How deep does his Pittsburgh blood run? Dan Marino, one of the city's greatest athletes, is Root's cousin.
"We're an Italian family so we have big get-togethers around Christmas and he comes back every now and then," said Root, whose late grandfather Lefty Foster pitched in the Phillies organization after being a B-26 tail gunner in World War II. "He's a very busy guy. He's in Florida. My family is in Pittsburgh. We don't get to see him as often as we'd like, but he has been great. I've talked hockey with him."
Root hasn't heard from Marino since Grand Rapids, but he has heard from all sorts of alumni, relatives, friends, guys he grew up with … he calls all the attention "humbling. My parents do a lot of traveling to watch us play and it's really nice to give them a home weekend."
Yale has proven to be a resilient bunch. Even as late as the ECAC tournament, they were shut out back-to-back by Union and Quinnipiac. But there they were in Grand Rapids, pulling stunning upsets. And now matters have become almost humorously distant between Yale and Quinnipiac this week. When asked to reflect on the joy of having two New Haven area teams in the Frozen Four, Allain needed only two words.
"We're all very focused," Root said, "and nobody's more focused than coach Allain."
Root knows Quinnipiac's Dave Federico from playing with him on the Junior Bruins.
"I saw him at the ECACs and wished him the best of luck," Root said.
Any contact since the Frozen Four? No, he said.
"I think it's a great rivalry," Root said.
Growing up in the Pittsburgh suburb of Mount Lebanon, Root played on the town's Pennsylvania high school champions in 2006 before heading to prep school at Taft in Watertown.
"I always wanted to compete at the highest level academically and athletically," Root said. "Yale is obviously the best for it. And with a high emphasis on both, Taft does a great job preparing you both in terms of schoolwork and a hockey balance. I had a great coach in Dan Murphy."
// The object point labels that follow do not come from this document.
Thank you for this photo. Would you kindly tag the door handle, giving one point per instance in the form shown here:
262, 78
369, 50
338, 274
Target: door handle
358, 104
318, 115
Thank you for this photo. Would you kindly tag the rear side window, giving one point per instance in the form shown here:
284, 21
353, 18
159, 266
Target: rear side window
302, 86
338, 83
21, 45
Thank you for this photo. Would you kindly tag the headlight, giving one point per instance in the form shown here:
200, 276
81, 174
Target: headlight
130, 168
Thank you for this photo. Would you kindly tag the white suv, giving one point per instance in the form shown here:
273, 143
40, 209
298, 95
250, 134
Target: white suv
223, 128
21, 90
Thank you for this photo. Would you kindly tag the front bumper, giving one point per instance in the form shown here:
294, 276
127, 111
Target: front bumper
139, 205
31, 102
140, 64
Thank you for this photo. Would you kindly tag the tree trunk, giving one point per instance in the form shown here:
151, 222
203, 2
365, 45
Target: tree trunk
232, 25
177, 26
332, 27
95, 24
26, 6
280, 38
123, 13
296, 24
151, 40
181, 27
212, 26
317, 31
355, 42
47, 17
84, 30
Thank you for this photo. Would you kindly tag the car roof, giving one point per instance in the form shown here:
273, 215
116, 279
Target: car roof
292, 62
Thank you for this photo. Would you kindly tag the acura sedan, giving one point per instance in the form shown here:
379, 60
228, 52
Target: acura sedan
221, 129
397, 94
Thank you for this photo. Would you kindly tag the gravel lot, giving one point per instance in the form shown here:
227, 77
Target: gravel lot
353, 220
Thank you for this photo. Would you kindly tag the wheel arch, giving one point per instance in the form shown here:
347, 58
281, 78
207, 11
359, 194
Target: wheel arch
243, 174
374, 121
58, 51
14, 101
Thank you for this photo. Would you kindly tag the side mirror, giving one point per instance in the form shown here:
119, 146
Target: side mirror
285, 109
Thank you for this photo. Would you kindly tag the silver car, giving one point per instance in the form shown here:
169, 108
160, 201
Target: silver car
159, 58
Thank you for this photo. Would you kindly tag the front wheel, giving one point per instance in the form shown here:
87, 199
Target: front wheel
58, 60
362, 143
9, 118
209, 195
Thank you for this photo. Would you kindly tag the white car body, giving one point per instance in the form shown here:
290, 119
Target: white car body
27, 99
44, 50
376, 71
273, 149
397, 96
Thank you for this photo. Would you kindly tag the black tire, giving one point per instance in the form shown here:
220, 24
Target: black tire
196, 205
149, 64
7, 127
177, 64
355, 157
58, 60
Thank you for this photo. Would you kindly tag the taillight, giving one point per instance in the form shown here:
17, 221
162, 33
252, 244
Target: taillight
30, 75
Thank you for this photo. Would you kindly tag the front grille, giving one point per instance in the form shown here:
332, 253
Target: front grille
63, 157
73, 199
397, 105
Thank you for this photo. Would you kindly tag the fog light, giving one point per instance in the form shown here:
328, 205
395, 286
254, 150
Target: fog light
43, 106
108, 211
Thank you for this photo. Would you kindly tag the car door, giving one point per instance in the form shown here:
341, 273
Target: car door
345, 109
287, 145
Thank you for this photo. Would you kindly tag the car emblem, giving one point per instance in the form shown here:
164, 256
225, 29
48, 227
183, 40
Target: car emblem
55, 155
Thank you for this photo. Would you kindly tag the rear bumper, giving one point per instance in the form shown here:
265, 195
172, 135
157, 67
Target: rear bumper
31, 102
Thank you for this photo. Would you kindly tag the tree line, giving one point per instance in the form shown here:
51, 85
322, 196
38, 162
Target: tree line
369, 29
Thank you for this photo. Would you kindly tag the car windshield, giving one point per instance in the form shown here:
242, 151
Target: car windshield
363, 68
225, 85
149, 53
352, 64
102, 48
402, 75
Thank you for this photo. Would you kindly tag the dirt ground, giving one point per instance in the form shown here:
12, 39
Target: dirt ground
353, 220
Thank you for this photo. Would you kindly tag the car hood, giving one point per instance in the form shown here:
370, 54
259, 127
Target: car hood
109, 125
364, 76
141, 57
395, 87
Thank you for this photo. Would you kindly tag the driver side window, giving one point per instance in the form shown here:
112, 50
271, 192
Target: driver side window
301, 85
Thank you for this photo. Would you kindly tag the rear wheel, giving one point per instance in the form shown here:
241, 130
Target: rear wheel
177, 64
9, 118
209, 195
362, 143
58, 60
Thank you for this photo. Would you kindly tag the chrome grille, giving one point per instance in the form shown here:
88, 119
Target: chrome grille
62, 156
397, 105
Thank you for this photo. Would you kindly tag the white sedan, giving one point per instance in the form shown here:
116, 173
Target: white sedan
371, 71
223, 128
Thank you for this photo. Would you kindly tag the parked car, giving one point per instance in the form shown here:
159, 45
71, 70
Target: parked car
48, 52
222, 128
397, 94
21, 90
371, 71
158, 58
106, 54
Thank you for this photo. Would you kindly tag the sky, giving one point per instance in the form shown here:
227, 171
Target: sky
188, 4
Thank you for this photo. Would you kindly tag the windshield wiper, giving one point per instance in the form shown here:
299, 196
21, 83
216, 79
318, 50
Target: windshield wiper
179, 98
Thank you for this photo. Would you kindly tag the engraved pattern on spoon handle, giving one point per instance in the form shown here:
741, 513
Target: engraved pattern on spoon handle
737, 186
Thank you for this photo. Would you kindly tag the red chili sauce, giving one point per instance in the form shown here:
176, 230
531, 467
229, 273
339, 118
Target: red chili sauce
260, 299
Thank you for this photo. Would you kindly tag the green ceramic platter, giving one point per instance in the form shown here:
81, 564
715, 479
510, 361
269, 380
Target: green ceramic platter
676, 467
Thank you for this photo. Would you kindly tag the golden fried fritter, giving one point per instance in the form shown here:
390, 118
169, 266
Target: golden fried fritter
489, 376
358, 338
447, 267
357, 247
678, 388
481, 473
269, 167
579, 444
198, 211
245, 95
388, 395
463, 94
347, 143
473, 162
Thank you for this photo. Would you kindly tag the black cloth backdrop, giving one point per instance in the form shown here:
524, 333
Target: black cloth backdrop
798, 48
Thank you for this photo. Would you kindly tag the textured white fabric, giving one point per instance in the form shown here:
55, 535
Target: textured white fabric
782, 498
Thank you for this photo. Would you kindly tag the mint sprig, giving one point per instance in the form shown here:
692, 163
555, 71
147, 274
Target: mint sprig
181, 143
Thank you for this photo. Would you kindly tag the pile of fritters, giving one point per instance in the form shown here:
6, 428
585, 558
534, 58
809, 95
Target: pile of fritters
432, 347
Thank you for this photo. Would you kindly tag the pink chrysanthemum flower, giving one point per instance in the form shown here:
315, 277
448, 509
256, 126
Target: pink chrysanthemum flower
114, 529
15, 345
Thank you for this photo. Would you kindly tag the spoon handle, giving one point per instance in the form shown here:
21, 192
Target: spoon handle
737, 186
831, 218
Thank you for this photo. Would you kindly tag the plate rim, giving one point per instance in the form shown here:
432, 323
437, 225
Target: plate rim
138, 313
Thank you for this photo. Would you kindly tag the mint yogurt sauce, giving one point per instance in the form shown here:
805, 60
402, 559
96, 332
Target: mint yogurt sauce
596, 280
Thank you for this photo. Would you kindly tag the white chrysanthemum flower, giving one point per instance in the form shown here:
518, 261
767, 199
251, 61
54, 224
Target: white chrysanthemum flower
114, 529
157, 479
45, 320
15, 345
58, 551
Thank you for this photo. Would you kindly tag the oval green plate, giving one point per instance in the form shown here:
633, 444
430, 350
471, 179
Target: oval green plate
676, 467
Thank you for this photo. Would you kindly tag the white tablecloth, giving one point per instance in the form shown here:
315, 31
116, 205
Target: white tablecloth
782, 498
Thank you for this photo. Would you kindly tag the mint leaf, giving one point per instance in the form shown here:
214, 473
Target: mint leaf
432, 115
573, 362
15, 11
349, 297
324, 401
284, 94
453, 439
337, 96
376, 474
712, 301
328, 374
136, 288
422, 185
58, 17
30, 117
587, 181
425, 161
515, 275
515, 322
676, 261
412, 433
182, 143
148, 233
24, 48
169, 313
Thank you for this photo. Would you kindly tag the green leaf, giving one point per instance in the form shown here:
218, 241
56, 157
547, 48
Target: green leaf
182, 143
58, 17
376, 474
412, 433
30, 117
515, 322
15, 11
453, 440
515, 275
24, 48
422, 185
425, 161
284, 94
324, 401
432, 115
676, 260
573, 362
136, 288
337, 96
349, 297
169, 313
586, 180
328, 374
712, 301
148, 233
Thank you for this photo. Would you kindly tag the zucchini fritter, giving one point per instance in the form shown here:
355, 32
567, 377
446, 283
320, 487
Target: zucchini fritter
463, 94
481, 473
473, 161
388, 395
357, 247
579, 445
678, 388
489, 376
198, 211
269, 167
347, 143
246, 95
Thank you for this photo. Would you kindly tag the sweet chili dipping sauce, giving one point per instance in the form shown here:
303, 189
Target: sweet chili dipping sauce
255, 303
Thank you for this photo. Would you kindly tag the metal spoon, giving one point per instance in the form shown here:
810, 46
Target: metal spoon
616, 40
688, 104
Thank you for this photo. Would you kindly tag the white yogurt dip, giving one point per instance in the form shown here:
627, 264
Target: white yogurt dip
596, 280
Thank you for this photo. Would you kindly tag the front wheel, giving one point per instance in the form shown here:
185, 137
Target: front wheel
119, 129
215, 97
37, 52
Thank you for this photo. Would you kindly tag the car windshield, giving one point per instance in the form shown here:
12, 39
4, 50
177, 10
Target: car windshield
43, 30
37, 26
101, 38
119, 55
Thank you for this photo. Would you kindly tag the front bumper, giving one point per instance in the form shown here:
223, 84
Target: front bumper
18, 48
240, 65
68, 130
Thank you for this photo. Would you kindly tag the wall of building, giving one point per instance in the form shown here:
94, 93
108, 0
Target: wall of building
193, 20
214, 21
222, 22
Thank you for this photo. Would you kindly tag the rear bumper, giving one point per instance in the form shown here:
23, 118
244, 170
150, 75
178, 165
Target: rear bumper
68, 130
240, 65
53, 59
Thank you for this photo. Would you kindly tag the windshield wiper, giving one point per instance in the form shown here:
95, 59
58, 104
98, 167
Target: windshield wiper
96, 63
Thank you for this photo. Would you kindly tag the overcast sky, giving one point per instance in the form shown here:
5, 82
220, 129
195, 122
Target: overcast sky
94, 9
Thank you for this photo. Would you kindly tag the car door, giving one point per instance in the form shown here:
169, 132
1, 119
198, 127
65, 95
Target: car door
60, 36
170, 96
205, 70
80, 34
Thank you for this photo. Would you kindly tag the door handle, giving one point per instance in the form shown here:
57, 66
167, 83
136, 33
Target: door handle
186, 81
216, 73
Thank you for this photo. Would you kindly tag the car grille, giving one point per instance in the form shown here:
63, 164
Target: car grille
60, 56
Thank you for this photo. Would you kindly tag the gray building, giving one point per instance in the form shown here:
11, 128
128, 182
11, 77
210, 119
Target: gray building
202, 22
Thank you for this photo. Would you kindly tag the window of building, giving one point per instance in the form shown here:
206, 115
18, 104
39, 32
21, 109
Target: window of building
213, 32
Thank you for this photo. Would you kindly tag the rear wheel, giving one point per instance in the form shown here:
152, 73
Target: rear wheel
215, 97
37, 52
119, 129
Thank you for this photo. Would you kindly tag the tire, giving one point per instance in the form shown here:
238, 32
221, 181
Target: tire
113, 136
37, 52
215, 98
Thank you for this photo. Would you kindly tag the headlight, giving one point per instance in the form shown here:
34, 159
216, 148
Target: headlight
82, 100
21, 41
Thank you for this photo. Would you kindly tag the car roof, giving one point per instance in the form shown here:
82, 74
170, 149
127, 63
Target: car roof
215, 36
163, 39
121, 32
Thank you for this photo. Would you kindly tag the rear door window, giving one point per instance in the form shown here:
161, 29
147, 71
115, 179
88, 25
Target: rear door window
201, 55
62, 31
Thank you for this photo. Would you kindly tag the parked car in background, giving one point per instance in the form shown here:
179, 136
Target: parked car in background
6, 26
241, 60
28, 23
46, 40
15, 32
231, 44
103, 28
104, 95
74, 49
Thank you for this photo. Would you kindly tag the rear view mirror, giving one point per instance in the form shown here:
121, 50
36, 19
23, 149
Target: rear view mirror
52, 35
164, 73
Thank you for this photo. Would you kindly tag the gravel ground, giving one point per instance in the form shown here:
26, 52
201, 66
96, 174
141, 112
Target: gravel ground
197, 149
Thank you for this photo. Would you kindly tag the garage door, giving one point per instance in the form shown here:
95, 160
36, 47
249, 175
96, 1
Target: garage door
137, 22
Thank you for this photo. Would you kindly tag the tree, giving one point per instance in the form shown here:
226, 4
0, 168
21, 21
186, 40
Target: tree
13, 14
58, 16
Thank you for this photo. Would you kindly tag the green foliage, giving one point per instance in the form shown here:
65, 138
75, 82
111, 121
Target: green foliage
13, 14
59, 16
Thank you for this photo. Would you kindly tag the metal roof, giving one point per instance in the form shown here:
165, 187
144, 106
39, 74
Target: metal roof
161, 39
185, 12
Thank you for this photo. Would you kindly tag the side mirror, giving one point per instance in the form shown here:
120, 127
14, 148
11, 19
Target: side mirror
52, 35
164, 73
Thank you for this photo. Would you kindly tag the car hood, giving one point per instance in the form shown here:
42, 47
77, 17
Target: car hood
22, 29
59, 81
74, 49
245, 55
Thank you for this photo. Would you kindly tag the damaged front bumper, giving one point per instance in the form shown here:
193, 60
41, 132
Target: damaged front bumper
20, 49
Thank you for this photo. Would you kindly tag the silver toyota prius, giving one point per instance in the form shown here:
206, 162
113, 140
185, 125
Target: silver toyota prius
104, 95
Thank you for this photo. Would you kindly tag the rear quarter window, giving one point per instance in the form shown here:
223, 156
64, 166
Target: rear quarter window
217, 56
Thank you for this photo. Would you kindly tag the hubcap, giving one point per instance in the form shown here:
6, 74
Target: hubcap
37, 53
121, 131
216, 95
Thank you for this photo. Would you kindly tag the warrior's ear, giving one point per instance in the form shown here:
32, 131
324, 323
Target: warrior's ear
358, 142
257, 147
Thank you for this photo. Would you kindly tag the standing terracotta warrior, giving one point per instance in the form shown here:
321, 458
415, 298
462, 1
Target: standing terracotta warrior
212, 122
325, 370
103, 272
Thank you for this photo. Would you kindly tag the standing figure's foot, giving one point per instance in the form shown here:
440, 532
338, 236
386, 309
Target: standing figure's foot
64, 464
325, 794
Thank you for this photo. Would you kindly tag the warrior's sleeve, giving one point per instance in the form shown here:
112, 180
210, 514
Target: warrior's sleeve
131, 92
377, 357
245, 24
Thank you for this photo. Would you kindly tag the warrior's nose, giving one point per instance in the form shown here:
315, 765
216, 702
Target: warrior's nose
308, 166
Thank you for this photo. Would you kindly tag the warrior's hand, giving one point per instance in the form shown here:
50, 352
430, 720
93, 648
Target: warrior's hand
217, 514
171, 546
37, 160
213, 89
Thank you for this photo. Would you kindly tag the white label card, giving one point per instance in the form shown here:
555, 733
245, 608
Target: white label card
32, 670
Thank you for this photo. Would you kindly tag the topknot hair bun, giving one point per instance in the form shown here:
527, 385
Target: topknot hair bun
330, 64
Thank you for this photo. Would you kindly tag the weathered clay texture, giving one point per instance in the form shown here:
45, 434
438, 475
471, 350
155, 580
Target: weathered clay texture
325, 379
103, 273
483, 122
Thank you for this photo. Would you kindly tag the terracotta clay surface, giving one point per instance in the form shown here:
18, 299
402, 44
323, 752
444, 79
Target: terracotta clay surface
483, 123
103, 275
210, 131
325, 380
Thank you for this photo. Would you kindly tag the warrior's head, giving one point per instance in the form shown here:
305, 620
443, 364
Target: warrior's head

Impressed with Yale, impressed with Allain and his coaches, Root committed as a senior. As a freshman, Root was in and out of the lineup, scoring a couple of goals in 25 games. As a sophomore, he was a regular with seven goals and 24 points. As a junior, he's centering the top line, working the power play and killing penalties. At times this season, Allain has warned folks away from calling Root a defensive center, he feels it is unfairly limiting.
"He's very good in all areas of game," Allain said.
"He makes it a lot easier for Andrew [Miller] and me, does all the little things that don't get as much recognition," said Agostino. Miller was first-team ECAC. Agostino was second team. As a linemate and Penguins fan, Root obviously was sensitive to Agostino's being traded along with St. Cloud State's Ben Hanowski and a first-round pick to Calgary for Jarome Iginla a day before the Minnesota game.
"He did a great job handling it and staying focused," Root said. "Obviously it was a high profile trade, getting traded for a [future] Hall of Famer. I didn't need to do anything."
"It's an honor to be part of a trade of that enormity," Agostino said. "I also knew if we were going to be successful, I had to push that to the back of my mind."
He did. Then he pushed the puck to Root to beat Minnesota and pushed the puck into the empty net to finish off North Dakota. Now Jesse Root goes home.
"We definitely have the talent, depth and team chemistry," Root answered when asked if Yale can win it all.
They also have a willing cook in Kathy Root.
"She's an Italian mother," Root said. "She would like nothing better than to have the entire team over for a pasta dinner and feed us until we explode."